Le virage Disney Féministe de Guy Ritchie je dois dire m'avais un peu surpris, j'avoue tout ! Ici il renoue avec ses standards, un film qui déroule le tapis rouge à touts ses apanages de bourrins, en faire la liste ne serait pas forcément le projet le plus sophistiqué qui soit ...
Le film se joue de sa beauferie il faut bien le dire, le charme d'un tel ramassis d'inepties se situe bien dans sa démesure grotesque au possible, Ritchie est un As du second degré et malmène tout son petit monde avec un plaisir coupable. Il y'a une petite tentative d'explication, un regard porté sur ces males pour qui le monde est un terrain de jeu, celui qui a le plus la dalle y gagne. Le profil est bien identifié. Dommage d'ailleurs.
The Gentlemen est un gag, le problème est qu'il manque d'audace, un Punk qui s'embourgeoise et qui vieillit en s'encroutant. Qui s'y complet sous quelques questions de changements en touts rapports, mais non, au final rien n'avance. Matthew McConaughey n'a du même coup pas la partition la plus transcendante qui soit. Il ronronne et marmonne, il porte très bien le costume, voilà. Ses comparses sont eux mieux lotis sur le degré de conneries, Collin Farell excelle dans cette cagade. J'aurai aimé le voir bien plus à l'écran. Charlie Hunnam trouve lui du crédit dans un rôle qui lui sied enfin dans un film de Guy Ritchie. Reference à l'abominable Roi Arthur pour ceux qui n'avais pas compris ! Hugh Grant lui cherche bien des noises, il faut le dire.

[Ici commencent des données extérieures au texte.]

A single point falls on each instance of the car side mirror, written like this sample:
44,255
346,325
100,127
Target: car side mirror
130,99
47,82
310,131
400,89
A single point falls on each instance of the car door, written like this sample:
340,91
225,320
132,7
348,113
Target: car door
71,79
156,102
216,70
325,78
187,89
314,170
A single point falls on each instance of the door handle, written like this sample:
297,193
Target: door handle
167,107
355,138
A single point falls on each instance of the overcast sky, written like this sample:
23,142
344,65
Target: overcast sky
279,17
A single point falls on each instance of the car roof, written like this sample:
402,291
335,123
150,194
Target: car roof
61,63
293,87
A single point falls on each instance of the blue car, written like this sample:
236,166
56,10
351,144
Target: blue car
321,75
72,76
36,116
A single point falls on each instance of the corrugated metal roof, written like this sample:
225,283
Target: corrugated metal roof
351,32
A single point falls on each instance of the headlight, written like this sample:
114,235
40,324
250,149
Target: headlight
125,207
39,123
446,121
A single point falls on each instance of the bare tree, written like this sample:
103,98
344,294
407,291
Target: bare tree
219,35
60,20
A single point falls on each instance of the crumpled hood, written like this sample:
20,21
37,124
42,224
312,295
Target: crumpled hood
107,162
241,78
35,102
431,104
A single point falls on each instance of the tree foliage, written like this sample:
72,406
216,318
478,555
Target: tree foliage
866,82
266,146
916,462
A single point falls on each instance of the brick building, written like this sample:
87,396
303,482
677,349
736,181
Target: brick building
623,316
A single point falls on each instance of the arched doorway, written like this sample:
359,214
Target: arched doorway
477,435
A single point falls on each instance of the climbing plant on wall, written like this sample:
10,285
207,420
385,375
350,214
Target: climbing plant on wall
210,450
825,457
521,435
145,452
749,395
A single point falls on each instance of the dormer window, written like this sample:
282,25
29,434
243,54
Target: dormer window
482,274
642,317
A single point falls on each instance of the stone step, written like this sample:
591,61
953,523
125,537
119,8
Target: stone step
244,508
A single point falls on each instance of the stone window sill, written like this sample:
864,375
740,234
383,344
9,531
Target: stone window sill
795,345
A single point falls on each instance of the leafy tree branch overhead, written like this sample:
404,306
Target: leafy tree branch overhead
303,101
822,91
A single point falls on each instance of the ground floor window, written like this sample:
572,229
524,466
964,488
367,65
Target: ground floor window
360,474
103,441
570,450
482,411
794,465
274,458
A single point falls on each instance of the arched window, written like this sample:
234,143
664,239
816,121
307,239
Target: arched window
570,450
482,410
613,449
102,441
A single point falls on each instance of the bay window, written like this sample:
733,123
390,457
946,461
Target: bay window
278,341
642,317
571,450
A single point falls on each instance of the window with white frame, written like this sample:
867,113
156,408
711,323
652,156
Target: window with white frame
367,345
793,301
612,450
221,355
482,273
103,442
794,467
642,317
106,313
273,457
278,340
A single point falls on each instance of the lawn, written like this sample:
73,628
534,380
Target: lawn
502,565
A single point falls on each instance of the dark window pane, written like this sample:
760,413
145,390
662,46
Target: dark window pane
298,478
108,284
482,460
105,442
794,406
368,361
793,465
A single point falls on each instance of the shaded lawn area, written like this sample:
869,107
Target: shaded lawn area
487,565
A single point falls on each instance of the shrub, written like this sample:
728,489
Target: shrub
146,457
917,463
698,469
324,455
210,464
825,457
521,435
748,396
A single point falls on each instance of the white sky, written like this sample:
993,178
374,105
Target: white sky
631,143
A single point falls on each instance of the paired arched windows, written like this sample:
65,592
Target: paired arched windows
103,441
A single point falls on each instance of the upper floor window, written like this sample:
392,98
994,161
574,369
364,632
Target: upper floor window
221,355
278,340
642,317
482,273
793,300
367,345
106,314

Niveau procédé narrative je me suis dans un premier temps posé la question si celui-ci allait durer tout le film ? Franchement, le démarrage m'a gonfler ! Puis je m'y suis fait, j'ai même bien accrocher en fin de compte. Pas aussi délirant que ses premiers coups d'éclats mais pas mal du tout sur la durée. Le passage Aslan le Russe aurait pu être un tantinet plus étoffé, pareil en ce qui concerne Laura la junkie fille à papa. Mais bon, pas de fine bouche.
Je suis client des bons gros sabots de ce long-métrage, j'aimais bien Aladin aussi mais il faut reconnaitre que le talent bourru de Guy Ritchie s'exprime bien mieux dans le délire qui est le sien ... La caution morale précédente n'y change rien. The Gentlemen est à titre personnel le dixième film que je découvre ou redécouvre pour certains de la filmographie un peu inégal du Britannique. Son film d'espionnage - Code UNCLE - reste mon favori mais je reconnais que ce dernier comme pour Snatch et Arnaques, Crimes et Botaniques le talonne, de loin quand même. Un film pas très honnête il faut le reconnaitre, il en avais déjà l'air, les apparences vont dans le sens suscité, une création très drôle pour ceux qui seront ouvert aux jeux loufoques proposés ici.